The development, through breeding or genetic modification, of a maize variety that resists MSV has been a priority in a number of African countries, among them Kenya, South Africa and Nigeria.
Locally, research into MSV resistance is now funded by the South African branch of the Pannar Seed Company, based in KwaZulu-Natal. The project was initially funded by the Claude Leon Foundation, a trust which supports postdoctoral research, then by the Rockefeller Foundation and South Africa’s Maize Trust.
The process is slow and expensive, which is why few academic research laboratories are able to undertake it.
South Africa has a GMO regulatory body which falls under the Department of Agriculture and is administered by the department’s biosafety directorate. There is a full-time registrar and any application is first directed to a scientific advisory committee and handled on a case-by-case basis.

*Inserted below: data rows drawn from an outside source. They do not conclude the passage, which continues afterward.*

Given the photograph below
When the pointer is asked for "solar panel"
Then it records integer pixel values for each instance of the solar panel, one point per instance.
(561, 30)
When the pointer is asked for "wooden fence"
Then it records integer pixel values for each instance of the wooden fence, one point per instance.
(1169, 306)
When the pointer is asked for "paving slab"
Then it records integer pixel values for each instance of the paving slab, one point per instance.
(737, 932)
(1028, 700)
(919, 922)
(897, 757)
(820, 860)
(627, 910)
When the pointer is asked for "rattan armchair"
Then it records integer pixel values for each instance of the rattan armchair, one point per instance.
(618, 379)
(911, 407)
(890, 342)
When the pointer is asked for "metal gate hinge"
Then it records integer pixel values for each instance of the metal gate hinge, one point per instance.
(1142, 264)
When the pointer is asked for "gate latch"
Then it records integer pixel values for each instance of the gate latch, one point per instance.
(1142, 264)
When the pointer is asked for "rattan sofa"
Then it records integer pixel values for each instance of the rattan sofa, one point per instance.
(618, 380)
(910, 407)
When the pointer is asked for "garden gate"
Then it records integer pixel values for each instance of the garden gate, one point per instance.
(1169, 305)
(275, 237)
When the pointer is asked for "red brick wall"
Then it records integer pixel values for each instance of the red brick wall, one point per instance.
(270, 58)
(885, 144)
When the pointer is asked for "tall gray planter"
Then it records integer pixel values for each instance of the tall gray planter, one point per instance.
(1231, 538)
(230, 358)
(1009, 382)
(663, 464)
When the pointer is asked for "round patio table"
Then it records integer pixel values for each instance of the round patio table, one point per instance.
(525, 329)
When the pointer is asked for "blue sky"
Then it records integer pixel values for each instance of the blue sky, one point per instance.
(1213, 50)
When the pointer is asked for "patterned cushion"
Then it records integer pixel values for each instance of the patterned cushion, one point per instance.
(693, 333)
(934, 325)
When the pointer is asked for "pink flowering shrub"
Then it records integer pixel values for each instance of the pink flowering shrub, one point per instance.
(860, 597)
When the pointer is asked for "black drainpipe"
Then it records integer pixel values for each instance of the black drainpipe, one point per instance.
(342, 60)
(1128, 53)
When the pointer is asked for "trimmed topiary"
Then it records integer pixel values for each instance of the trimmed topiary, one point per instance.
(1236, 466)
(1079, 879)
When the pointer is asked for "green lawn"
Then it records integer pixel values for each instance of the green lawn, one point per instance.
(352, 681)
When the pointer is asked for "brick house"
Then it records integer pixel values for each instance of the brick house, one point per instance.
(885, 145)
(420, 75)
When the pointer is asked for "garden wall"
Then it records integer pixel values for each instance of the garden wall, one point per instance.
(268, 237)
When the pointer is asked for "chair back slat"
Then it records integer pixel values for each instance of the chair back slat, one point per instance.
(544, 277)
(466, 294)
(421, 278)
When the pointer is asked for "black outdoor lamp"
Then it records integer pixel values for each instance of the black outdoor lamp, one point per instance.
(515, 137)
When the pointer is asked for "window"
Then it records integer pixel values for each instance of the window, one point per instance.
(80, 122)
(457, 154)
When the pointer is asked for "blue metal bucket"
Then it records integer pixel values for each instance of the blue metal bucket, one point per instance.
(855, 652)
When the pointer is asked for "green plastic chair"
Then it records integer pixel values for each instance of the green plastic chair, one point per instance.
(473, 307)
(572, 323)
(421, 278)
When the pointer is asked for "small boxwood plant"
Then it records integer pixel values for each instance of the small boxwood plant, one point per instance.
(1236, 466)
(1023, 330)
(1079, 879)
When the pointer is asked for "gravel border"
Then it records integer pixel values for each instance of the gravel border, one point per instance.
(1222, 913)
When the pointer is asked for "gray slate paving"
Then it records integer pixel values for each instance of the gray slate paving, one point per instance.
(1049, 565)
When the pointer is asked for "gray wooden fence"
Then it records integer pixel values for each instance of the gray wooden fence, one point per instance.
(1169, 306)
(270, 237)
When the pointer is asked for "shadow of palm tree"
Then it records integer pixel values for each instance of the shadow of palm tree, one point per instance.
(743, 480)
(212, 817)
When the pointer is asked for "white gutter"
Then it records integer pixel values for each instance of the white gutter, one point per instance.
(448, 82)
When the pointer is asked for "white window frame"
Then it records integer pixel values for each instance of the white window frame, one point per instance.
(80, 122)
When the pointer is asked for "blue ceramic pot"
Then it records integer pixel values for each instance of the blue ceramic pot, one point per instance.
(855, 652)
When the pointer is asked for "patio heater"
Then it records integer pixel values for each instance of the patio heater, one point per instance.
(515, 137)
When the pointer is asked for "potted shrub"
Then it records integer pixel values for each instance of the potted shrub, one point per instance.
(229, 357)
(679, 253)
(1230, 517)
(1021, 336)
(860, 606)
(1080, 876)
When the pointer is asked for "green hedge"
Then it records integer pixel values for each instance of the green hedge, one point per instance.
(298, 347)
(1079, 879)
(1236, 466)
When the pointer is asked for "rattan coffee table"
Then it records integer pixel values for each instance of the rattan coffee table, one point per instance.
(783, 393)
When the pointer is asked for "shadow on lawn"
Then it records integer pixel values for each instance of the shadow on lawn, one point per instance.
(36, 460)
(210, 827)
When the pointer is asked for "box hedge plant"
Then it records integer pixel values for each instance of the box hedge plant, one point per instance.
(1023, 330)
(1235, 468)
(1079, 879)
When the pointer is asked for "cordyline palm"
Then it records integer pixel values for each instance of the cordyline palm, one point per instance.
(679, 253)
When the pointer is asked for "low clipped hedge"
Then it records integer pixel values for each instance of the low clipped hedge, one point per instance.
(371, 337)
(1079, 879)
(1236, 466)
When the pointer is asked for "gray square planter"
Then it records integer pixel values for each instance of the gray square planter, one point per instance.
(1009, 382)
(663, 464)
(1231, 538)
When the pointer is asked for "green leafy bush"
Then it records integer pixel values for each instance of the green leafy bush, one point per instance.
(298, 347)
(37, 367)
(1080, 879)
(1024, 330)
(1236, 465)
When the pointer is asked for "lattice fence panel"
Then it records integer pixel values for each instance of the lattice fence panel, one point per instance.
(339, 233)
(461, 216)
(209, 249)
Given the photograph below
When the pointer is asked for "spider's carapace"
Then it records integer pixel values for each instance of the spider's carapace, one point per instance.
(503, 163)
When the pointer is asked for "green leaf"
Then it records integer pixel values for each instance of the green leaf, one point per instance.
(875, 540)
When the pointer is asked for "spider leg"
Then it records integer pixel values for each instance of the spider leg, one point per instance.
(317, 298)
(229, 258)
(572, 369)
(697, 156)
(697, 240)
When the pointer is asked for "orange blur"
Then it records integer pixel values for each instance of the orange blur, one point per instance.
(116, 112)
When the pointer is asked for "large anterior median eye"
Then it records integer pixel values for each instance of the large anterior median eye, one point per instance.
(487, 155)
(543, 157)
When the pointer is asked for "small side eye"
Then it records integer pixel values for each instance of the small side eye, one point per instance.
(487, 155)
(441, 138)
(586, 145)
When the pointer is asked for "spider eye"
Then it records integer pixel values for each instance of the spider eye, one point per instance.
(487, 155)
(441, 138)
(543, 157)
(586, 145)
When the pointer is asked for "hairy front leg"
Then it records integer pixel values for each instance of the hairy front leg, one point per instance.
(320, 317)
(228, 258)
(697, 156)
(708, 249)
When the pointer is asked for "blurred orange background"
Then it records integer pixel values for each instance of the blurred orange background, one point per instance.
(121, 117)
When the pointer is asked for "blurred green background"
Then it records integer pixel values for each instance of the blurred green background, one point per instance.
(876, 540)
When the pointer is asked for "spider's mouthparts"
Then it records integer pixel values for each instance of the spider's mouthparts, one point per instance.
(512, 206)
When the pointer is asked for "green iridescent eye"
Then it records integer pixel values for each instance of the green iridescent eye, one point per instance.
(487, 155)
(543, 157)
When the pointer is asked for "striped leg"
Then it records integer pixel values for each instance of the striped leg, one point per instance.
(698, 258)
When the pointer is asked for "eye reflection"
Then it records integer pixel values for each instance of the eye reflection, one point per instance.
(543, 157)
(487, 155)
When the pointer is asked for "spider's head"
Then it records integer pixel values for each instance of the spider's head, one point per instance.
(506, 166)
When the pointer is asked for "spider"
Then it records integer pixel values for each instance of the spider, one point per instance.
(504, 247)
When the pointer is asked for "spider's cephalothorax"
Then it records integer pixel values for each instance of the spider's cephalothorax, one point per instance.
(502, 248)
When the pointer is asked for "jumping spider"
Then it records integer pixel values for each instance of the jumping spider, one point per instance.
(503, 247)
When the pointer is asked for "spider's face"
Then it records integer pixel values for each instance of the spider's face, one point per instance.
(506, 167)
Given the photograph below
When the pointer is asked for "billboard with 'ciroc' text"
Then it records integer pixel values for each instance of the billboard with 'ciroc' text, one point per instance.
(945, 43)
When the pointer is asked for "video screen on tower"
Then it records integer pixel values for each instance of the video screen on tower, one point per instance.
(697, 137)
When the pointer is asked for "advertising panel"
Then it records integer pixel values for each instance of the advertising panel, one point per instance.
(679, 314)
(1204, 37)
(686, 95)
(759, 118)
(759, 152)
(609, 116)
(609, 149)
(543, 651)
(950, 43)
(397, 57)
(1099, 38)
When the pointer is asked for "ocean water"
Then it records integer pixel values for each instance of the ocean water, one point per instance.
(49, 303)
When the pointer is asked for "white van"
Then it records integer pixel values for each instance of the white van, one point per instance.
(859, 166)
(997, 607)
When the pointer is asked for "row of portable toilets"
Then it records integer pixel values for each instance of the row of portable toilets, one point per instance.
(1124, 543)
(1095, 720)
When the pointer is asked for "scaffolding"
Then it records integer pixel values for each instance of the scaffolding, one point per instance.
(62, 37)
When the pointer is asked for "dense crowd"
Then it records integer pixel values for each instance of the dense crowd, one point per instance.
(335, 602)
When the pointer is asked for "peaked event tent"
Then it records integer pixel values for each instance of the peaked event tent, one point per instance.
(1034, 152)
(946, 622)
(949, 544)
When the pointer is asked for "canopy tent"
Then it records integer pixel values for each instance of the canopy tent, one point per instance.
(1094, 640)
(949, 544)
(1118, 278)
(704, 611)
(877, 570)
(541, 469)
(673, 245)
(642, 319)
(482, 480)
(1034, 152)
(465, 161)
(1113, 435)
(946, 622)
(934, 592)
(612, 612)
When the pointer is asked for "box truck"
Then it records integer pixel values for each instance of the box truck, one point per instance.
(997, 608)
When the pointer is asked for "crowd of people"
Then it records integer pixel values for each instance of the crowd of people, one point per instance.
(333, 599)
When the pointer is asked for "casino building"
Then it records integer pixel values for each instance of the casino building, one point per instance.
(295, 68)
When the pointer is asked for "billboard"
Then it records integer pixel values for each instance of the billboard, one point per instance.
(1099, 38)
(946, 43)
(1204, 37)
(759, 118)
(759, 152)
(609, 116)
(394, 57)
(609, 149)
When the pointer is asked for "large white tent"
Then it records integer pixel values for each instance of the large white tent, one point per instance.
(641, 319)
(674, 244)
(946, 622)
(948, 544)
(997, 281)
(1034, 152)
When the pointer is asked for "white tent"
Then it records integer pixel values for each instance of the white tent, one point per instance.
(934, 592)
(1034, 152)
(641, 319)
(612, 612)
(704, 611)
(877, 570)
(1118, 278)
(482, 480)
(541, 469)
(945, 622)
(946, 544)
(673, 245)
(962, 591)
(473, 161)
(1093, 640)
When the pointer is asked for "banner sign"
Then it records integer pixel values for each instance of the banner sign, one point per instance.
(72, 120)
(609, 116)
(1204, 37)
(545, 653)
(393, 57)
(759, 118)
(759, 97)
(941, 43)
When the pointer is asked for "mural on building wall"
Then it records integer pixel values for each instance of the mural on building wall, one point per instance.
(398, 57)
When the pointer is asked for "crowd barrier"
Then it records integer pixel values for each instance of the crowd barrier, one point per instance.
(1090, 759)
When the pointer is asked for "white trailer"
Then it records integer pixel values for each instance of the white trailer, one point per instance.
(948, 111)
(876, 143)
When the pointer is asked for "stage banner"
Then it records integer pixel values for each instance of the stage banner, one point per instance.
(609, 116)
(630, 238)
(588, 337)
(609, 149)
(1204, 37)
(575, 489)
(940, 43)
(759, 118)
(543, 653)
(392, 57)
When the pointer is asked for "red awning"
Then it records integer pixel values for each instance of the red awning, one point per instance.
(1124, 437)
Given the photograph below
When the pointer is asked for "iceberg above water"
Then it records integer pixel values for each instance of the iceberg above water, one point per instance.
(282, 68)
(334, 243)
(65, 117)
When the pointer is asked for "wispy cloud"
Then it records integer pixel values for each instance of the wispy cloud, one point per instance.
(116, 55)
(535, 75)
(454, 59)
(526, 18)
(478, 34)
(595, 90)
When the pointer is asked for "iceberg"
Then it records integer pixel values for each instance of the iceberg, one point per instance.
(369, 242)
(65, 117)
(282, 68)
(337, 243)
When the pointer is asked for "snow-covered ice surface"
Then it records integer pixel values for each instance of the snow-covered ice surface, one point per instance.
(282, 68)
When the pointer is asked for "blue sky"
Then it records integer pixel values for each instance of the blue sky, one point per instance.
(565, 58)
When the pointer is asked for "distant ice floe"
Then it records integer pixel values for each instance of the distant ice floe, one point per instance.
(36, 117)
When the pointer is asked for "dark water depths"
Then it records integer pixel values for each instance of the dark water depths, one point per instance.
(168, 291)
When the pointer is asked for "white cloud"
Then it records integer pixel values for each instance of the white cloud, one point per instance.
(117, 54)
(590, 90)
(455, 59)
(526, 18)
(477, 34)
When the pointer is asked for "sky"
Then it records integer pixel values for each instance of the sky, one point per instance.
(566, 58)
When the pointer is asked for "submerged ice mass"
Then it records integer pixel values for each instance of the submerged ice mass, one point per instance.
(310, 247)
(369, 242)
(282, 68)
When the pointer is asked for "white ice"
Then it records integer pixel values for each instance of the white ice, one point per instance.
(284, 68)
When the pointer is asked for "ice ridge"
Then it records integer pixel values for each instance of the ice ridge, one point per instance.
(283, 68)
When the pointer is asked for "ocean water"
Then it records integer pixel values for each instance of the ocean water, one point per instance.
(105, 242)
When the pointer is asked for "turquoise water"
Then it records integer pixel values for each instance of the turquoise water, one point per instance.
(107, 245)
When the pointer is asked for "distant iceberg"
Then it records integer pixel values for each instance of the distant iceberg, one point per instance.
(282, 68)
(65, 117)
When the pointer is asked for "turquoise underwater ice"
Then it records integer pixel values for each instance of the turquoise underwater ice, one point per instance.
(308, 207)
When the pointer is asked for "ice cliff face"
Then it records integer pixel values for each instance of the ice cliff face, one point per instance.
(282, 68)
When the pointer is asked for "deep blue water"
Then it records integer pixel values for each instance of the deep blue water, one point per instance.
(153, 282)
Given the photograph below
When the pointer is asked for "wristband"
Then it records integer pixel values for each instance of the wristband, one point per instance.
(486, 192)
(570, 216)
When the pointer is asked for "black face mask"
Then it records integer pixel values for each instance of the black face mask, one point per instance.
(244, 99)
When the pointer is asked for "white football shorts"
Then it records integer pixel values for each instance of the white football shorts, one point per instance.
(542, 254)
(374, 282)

The advisory committee advises an executive council, which is the decision-making body. The council consists of members from the health, environment, and trade and industry sectors, all of whom scrutinise the application closely.
The application is approved only if the council is satisfied, or it may be declined or sent back for more research.
Some organisations are opposed to the genetic engineering of foods. Biowatch South Africa, based in KwaZulu-Natal, is the main watchdog and was established in 1997 to keep tabs on issues of genetic modification, and promote biological diversity and sustainable livelihoods. Friends of the Earth and Greenpeace are also active in their opposition.
There are five main areas of controversy – safety, effect on natural ecosystems, gene flow into non-GM crops, moral and religious concerns, and corporate control of the food supply.
During the research process geneticists have to ensure that they don’t introduce a virus that can harm humans or animals. The Food and Agriculture Organisation has done extensive analyses and has shown that to date no modified foods are harmful in the short term.
GM foods are subjected to a battery of tests run by toxicologists. Although all findings are published in books or journals, access to literature on research carried out by government bodies is not always possible.
The concern that GM foods are inherently allergenic or cause physiological changes is not based in fact. Testing is rigorous and foodstuffs must undergo and pass the full range of tests before the regulatory body gives approval.
When asked about concerns of vegetarians and vegans, Thomson stated that there is no animal DNA in any GM plant that is eaten.
The way forward
In his closing speech at the 2010 African Green Revolution forum held in early September in Accra, Ghana, former UN secretary-general Kofi Annan said , “I saw African scientists this week who are at the forefront of developing Africa’s own solutions to unlock agricultural productivity.”
One of the strategies for the future, said Annan, will be to boost investment in science, technology and research, in order to ensure food and nutrition security. He added that this would work only if it’s done on a sustained basis and in cooperation with farmers.
It is clear that Africa is taking responsibility for her own needs with a vision and the implementation of a plan. The key to understanding the future regarding GM products is knowledge. There are many publications freely available that debate both sides and without doubt, South Africa and other African states are on par with European countries and the US in the field of research and advancement in GM foods.